Veri e propri istituti di salute mentale nei quali viene proposto un indottrinamento che – nelle speranze di Teheran – dovrebbe allinearli agli stringenti precetti religiosi che regolano la vita civile in Iran. Le nuove generazioni spaventano il regime perché più connesse con il mondo esterno e meno propense a sottostare a quella che è di fatto una teocrazia. Il procuratore generale Mohammad Jafar Montazeri ha riferito che la maggior parte degli arrestati sono giovani “caduti nella trappola” dei social media occidentali.

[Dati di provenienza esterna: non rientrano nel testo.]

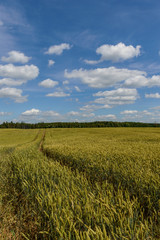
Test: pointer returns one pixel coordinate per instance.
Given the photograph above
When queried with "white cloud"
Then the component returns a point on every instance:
(65, 82)
(31, 112)
(118, 52)
(103, 77)
(152, 95)
(115, 53)
(93, 107)
(10, 82)
(13, 93)
(137, 81)
(156, 108)
(92, 62)
(117, 97)
(142, 81)
(51, 63)
(20, 73)
(36, 115)
(77, 89)
(48, 83)
(50, 114)
(16, 57)
(73, 113)
(58, 94)
(129, 112)
(5, 114)
(58, 49)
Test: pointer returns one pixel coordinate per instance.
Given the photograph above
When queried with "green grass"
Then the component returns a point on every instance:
(83, 184)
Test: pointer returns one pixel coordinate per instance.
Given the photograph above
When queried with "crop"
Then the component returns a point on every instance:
(84, 184)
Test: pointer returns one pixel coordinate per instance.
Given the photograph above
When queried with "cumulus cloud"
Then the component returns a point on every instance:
(22, 73)
(91, 62)
(58, 94)
(48, 83)
(31, 112)
(5, 114)
(77, 89)
(58, 49)
(65, 82)
(36, 115)
(105, 117)
(116, 97)
(115, 53)
(10, 82)
(103, 77)
(142, 81)
(51, 63)
(93, 107)
(1, 23)
(13, 93)
(152, 95)
(16, 57)
(129, 112)
(108, 77)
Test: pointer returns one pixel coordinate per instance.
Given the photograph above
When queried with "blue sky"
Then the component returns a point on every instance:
(88, 60)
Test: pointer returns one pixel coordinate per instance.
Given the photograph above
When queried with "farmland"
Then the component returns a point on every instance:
(95, 183)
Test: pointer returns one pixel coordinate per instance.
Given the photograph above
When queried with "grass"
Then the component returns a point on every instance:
(81, 184)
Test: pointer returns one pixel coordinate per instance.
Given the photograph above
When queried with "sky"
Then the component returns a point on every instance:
(79, 61)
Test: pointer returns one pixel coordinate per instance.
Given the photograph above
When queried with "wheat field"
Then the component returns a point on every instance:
(97, 183)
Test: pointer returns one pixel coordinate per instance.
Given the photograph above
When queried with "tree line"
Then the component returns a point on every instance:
(23, 125)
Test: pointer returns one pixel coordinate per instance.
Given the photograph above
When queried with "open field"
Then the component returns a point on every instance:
(99, 183)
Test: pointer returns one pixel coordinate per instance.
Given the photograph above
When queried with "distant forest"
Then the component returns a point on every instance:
(23, 125)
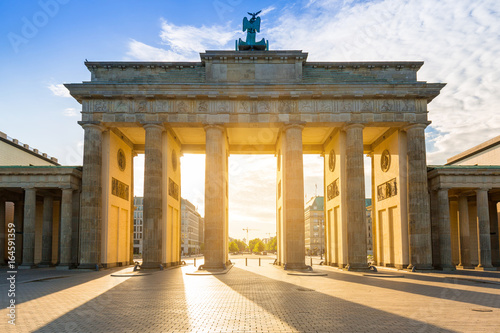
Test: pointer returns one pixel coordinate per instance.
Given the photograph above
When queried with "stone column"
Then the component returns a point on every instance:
(356, 216)
(91, 198)
(419, 224)
(2, 231)
(375, 229)
(18, 221)
(483, 230)
(215, 208)
(132, 209)
(446, 262)
(293, 196)
(495, 245)
(464, 232)
(29, 228)
(152, 218)
(48, 203)
(66, 227)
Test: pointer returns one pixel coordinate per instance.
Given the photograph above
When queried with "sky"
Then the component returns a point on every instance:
(43, 44)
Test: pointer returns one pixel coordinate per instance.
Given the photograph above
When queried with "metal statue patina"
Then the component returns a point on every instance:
(252, 26)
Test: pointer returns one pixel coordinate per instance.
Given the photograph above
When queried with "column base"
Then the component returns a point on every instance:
(446, 268)
(357, 268)
(63, 267)
(89, 266)
(420, 267)
(485, 268)
(152, 265)
(294, 266)
(45, 264)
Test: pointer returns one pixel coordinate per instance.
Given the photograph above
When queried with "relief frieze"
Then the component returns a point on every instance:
(162, 106)
(101, 105)
(333, 191)
(173, 189)
(387, 190)
(121, 106)
(259, 106)
(119, 189)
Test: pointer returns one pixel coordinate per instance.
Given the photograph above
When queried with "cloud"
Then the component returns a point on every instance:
(59, 90)
(183, 43)
(70, 112)
(458, 40)
(267, 10)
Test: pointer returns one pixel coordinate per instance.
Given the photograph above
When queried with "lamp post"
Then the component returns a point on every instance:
(321, 237)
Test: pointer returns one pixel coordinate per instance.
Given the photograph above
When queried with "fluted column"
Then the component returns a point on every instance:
(152, 216)
(2, 231)
(29, 228)
(91, 198)
(464, 231)
(446, 262)
(132, 210)
(66, 227)
(18, 221)
(419, 225)
(215, 207)
(356, 210)
(483, 231)
(293, 196)
(48, 203)
(495, 245)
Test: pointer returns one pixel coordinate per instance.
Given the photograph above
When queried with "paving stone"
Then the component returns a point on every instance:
(253, 299)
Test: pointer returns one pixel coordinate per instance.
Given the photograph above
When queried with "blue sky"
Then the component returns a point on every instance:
(459, 40)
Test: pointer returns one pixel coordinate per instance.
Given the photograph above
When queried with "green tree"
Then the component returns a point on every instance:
(241, 245)
(271, 245)
(233, 247)
(252, 243)
(259, 247)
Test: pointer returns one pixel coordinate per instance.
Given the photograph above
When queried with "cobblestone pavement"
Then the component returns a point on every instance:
(253, 299)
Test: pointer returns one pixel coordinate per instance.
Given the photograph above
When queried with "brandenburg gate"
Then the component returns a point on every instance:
(256, 102)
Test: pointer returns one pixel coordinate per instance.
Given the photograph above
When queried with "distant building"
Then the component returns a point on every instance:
(190, 228)
(369, 238)
(314, 217)
(13, 152)
(465, 209)
(35, 182)
(138, 224)
(201, 233)
(486, 153)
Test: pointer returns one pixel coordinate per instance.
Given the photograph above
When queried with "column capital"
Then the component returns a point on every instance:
(416, 126)
(155, 124)
(443, 188)
(352, 125)
(218, 126)
(92, 124)
(295, 124)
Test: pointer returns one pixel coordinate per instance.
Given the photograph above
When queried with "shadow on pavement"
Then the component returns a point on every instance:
(457, 295)
(307, 310)
(136, 305)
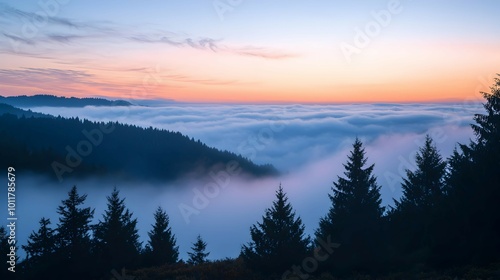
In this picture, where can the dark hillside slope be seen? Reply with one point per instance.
(75, 147)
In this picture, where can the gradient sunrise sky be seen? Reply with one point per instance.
(250, 51)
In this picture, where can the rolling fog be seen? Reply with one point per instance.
(308, 143)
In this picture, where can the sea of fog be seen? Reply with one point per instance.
(307, 143)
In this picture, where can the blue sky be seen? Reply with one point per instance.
(251, 51)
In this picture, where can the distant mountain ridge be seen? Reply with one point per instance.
(25, 101)
(71, 147)
(9, 109)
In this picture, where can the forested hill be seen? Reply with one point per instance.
(25, 101)
(63, 148)
(5, 108)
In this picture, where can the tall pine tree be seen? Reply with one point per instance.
(354, 219)
(198, 254)
(40, 250)
(161, 248)
(73, 237)
(5, 249)
(116, 237)
(278, 242)
(422, 204)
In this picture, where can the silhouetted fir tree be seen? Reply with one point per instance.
(40, 250)
(354, 220)
(474, 187)
(116, 237)
(73, 238)
(5, 249)
(161, 248)
(198, 254)
(419, 212)
(278, 242)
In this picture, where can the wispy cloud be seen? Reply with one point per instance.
(65, 31)
(214, 45)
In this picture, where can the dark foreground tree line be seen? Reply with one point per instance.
(447, 218)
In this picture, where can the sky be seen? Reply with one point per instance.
(307, 143)
(242, 51)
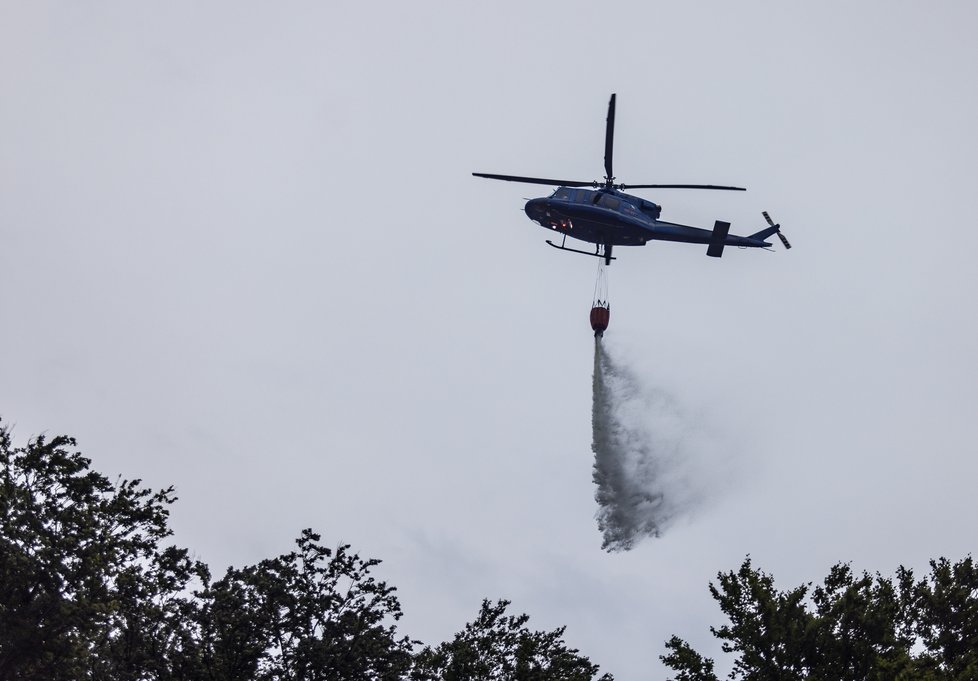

A inizio ottobre il vice comandante del Corpo delle Guardie Rivoluzionarie, Sardar Fadavi, ha rivelato che “l’età media della maggior parte delle persone detenute durante le proteste è di 15 anni”.
“Arrestare ragazzini nelle scuole o portarli in cosiddetti centri di correzione è oltraggioso e contrario alle leggi internazionali ma anche alle leggi iraniane”, spiega a Repubblica Mahmood Amiry-Moghaddam, direttore della ong Iran Human Rights. In base ai dati in possesso dell’associazione, la repressione di Teheran ha fatto più vittime di quanto dichiarato nei bilanci ufficiali: 201 morti, mentre la tv di Stato parla di 42 civili e 15 poliziotti uccisi. Le proteste intanto continuano ovunque nel Paese e sono giunte ormai al 27esimo giorno. Ragazze e donne in tutto l’Iran hanno svolto un ruolo fondamentale nelle manifestazioni e nelle ultime settimane hanno protestato nelle scuole, nei campus universitari e in strada. Ieri Khamenei ha descritto le rivolte come “il piano del nemico contro i grandiosi sviluppi della nazione iraniana”. Ursula von der Leyen gli ha risposto annunciando sanzioni da parte dell’Ue: “Migliaia di manifestanti pacifici vengono picchiati o detenuti. Il nostro messaggio è chiarissimo: la violenza si fermi”.